Over the years, Kasich's tone has changed dramatically, as he’s worked to accomplish his goals and create a national persona as a Trump critic and a promoter of bipartisan compromise.

Kasich launched his campaign in his adopted hometown of Westerville[1] in June 2009 with this message: “We march over time to destroy that income tax that has sucked the vitality out of this state.”

Coming into his first election for governor, Kasich was confident, brash and apparently irritated – as evident in this interview[2] after a speech in Findlay in October 2010.

“I wouldn’t presume to guess my economic program, ok? You’ll know about it when I put it out.”

A few weeks later, he won, but his start was rocky.

This audio from a talk with lobbyists came out a few days after he was elected: “Please leave the cynicism and the political maneuvering at the door. Cause we need you on the bus, and if you’re not on the bus, we will run over you with the bus.

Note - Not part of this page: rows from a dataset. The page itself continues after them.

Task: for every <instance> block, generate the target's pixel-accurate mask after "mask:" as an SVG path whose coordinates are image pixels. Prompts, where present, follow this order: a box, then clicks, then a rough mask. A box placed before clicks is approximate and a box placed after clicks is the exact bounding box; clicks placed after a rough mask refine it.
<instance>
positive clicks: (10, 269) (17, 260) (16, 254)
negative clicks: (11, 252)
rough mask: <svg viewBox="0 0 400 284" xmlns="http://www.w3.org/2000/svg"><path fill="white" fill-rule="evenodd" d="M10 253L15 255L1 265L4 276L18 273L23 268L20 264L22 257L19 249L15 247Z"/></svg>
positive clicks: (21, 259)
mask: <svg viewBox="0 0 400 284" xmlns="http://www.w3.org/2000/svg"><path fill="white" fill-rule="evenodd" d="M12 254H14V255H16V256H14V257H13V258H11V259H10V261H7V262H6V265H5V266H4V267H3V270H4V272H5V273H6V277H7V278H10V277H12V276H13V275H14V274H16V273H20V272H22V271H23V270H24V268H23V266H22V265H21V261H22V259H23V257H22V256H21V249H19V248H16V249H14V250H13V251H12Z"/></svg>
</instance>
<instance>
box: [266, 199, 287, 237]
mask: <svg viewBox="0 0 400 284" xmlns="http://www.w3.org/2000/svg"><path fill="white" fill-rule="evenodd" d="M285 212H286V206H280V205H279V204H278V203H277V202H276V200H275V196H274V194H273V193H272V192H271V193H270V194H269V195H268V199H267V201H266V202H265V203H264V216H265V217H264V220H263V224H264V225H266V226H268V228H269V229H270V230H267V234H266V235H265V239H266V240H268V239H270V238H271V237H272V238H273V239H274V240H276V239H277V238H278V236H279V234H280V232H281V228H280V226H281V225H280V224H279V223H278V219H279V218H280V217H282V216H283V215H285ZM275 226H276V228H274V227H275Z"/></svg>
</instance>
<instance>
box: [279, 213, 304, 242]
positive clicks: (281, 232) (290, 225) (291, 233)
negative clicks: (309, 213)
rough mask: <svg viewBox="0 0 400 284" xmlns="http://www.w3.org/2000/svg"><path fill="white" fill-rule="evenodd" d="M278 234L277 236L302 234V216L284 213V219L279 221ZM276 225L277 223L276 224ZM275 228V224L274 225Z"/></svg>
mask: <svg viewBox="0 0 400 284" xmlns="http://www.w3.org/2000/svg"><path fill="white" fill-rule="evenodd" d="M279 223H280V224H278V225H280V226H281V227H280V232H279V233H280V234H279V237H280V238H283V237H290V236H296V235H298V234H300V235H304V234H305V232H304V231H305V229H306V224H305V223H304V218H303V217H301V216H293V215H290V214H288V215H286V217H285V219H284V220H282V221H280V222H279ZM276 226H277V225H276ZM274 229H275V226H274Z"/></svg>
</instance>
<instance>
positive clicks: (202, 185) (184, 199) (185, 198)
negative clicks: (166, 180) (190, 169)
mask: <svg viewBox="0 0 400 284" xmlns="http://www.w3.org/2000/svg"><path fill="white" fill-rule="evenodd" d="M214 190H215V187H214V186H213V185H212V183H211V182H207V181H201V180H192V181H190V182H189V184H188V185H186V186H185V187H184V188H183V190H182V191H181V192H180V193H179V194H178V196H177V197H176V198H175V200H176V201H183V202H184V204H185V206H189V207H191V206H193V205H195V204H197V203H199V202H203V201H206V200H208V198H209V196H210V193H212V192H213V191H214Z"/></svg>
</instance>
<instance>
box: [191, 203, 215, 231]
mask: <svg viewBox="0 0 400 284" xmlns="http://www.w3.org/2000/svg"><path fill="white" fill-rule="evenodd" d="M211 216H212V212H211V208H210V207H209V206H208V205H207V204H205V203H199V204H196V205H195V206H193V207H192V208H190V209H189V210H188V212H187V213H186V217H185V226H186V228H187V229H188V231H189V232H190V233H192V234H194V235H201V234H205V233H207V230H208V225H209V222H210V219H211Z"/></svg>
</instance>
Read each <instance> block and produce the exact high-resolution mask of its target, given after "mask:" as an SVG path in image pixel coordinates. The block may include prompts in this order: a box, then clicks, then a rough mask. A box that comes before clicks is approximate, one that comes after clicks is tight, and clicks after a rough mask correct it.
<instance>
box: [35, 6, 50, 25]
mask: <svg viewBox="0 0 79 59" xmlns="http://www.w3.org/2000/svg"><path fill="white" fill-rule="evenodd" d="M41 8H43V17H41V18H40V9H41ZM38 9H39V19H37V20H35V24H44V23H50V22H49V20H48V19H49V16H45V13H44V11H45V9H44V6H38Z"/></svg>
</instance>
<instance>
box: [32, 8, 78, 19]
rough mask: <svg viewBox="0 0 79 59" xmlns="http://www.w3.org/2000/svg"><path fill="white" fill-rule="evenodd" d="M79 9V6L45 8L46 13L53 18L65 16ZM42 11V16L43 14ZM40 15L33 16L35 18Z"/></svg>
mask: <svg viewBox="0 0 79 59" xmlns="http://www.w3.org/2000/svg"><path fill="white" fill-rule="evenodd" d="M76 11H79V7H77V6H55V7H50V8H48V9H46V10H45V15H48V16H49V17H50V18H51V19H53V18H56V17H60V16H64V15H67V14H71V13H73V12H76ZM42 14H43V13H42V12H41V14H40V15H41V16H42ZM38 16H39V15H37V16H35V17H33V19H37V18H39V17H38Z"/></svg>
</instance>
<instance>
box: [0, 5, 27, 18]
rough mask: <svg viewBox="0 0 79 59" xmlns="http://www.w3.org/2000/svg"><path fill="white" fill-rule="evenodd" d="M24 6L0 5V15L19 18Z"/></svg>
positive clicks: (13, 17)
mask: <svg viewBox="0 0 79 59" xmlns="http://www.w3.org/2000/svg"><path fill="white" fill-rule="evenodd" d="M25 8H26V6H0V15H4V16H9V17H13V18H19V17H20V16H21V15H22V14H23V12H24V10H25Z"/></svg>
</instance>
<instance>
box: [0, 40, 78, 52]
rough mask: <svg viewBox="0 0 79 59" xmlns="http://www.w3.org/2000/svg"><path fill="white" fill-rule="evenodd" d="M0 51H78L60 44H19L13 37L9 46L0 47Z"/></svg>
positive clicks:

And I’m not kidding.”

Then a few weeks after he took office, there was this in a speech to EPA workers[3]: “You ever been stopped by a policeman who was an idiot?”

That, and Kasich’s comment that he was waiting for teachers’ unions to take out full page ads apologizing for what they said about him during the campaign, went over especially poorly when the Republican-dominated legislature passed Senate Bill 5. Kasich supported that public sector collective bargaining reform law that unions furiously and loudly fought, including during his State of the State speech in March 2011[4].